I think I just figured out the title for this post.

6 thoughts on “Seydisfjordur: A Pocket of Beauty Tucked Away at the Top of the World

  1. hi Erica. I am from Australia and many many years ago (1978) I worked in seydis (as the locals call it ha ha) for 6 months. it was fantastic, one of my lifes experiences, and it looks very grown up now. there was no restaurants, cafes or pubs then but lots of young people and we made our own fun, and it was winter. thanks for the lovely post. One of the girls that was there with me married a local and they live in Auckland, new Zealand, I will send this to them. happy travels, amanda

    • I am so glad to hear this! I loved my time in Seydisfjordur and would have loved to stay longer. It must have looked like a winter wonderland in the colder months. I am glad the post brought back fond memories. Thank you for commenting!
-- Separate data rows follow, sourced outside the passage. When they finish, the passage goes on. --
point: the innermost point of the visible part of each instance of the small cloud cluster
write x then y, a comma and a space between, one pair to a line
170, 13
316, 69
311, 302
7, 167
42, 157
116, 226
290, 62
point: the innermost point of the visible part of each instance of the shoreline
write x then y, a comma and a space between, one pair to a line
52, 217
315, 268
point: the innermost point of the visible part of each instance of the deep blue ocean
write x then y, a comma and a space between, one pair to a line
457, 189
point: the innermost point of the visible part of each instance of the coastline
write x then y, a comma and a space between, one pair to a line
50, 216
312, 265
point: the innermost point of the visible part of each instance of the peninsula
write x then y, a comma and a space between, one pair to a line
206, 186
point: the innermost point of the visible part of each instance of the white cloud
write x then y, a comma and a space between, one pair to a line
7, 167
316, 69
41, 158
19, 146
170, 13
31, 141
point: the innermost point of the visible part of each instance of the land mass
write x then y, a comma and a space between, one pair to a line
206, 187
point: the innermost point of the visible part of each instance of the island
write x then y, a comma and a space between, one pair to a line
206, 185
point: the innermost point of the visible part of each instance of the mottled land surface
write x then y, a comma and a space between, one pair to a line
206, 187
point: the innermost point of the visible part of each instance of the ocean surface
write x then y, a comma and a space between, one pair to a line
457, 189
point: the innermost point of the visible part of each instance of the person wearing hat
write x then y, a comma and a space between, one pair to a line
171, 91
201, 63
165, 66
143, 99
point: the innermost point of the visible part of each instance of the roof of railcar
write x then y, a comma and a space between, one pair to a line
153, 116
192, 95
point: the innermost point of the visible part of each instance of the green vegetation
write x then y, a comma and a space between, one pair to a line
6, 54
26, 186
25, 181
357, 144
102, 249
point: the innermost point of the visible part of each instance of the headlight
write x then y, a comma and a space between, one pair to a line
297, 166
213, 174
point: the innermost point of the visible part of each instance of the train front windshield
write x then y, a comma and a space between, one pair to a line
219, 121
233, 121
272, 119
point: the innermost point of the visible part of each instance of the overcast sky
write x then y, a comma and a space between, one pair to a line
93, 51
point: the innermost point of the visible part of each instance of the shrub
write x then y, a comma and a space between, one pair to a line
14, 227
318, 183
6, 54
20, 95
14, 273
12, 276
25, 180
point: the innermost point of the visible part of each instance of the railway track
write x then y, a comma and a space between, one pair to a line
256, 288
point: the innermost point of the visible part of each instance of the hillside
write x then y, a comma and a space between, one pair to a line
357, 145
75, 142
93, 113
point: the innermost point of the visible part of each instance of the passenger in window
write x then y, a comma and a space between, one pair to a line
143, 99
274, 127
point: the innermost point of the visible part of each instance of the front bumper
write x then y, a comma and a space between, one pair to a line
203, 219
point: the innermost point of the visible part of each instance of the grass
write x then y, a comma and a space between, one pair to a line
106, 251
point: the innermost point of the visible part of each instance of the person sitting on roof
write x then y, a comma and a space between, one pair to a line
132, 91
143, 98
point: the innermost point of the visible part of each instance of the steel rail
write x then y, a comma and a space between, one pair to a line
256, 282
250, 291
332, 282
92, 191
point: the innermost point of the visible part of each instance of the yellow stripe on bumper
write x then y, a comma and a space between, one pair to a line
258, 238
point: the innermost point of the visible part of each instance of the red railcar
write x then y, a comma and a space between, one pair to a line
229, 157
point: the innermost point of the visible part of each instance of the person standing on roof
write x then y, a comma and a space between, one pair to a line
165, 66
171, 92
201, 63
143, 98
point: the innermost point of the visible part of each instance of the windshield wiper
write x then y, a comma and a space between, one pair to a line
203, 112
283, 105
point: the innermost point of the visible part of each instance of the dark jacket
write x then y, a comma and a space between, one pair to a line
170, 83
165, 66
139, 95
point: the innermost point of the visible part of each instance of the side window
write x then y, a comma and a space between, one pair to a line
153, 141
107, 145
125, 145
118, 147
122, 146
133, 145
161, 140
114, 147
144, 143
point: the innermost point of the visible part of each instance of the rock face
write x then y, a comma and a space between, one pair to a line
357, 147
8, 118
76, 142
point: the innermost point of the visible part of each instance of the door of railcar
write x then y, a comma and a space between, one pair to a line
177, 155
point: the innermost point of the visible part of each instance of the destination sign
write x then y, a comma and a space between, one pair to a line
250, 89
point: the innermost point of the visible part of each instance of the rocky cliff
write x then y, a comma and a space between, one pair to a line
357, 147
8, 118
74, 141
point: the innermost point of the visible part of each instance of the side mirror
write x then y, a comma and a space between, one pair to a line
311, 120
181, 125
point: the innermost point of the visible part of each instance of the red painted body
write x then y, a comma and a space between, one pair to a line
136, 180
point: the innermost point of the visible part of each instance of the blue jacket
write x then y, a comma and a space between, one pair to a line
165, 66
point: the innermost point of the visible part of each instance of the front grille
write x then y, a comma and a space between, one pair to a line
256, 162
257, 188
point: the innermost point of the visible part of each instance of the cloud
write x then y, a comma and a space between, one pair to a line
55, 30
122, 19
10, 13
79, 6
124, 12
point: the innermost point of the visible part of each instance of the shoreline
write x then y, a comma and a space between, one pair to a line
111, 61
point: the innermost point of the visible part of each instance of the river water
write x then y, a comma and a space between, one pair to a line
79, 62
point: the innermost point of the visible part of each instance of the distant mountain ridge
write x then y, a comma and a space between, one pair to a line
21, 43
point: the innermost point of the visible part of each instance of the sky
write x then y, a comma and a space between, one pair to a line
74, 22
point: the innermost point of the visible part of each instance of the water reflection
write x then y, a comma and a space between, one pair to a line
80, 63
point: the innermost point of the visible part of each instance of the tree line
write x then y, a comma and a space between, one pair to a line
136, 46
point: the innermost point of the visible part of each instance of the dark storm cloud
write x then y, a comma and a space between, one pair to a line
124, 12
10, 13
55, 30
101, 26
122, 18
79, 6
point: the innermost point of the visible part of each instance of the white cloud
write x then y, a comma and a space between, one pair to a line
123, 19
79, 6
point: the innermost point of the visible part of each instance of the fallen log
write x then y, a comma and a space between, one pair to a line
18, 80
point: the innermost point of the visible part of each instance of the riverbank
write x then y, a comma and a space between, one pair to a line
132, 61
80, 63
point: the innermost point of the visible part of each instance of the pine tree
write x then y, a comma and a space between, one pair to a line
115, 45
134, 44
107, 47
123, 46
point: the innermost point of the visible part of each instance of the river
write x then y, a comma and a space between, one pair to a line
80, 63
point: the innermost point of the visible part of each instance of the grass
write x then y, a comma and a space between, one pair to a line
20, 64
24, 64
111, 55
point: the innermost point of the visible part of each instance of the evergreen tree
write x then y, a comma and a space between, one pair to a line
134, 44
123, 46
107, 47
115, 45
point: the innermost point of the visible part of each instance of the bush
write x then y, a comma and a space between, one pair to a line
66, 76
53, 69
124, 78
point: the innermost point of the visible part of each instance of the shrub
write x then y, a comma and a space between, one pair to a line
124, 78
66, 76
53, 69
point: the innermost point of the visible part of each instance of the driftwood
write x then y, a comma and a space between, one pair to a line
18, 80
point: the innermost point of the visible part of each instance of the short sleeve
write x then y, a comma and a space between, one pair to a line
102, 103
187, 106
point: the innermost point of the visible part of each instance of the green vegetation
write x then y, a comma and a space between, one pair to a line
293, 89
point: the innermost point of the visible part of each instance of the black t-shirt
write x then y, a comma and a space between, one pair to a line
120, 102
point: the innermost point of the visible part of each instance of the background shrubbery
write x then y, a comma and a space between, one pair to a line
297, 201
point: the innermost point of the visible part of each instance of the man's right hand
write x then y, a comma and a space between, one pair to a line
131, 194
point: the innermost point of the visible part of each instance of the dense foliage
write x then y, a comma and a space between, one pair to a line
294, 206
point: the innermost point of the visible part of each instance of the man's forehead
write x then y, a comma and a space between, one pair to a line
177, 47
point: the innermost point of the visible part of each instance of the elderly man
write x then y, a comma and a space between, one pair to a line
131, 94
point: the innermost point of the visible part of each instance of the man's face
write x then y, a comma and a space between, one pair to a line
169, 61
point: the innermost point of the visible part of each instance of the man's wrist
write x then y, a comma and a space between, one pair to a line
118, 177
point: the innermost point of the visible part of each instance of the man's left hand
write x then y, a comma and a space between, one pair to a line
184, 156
  2. It was lovely to see this post.

    I was here just last week with my husband sitting in the exact same spot as ur coffee at Aldan for breakfast. It was our anniversary gift to each other – a roadtrip in Iceland, and the best that we could’ve asked. Seydifjordur turned out to be our fav city too and we had a tough time saying good bye to this postcard-ish destination. We stayed at the guest house right opposite the church called Vid Lonid and had a balcony room opening into the lake – the prettiest sight I have carried home with me. I highly recommend the guest house to everyone. It had just launched the night we visited. Thankfully we had made our bookings well in advance as during the summer, great accommodations get filled up fast. Talking about all this makes me want to go back again.. Already! Dream destination – Iceland!

    By the way, if you are going from the south, I would recommend the F road 939 after the town of Djupivogur in case you have a 4 wheel drive. It’s a great gravel yet picturesque drive.

    :)

    • Thank you so much for this comment! I’m so glad you know first-hand how special Seydisfjordur is too. Thank you for the tip about taking F road 939 — I hope that helps anyone planning their trip!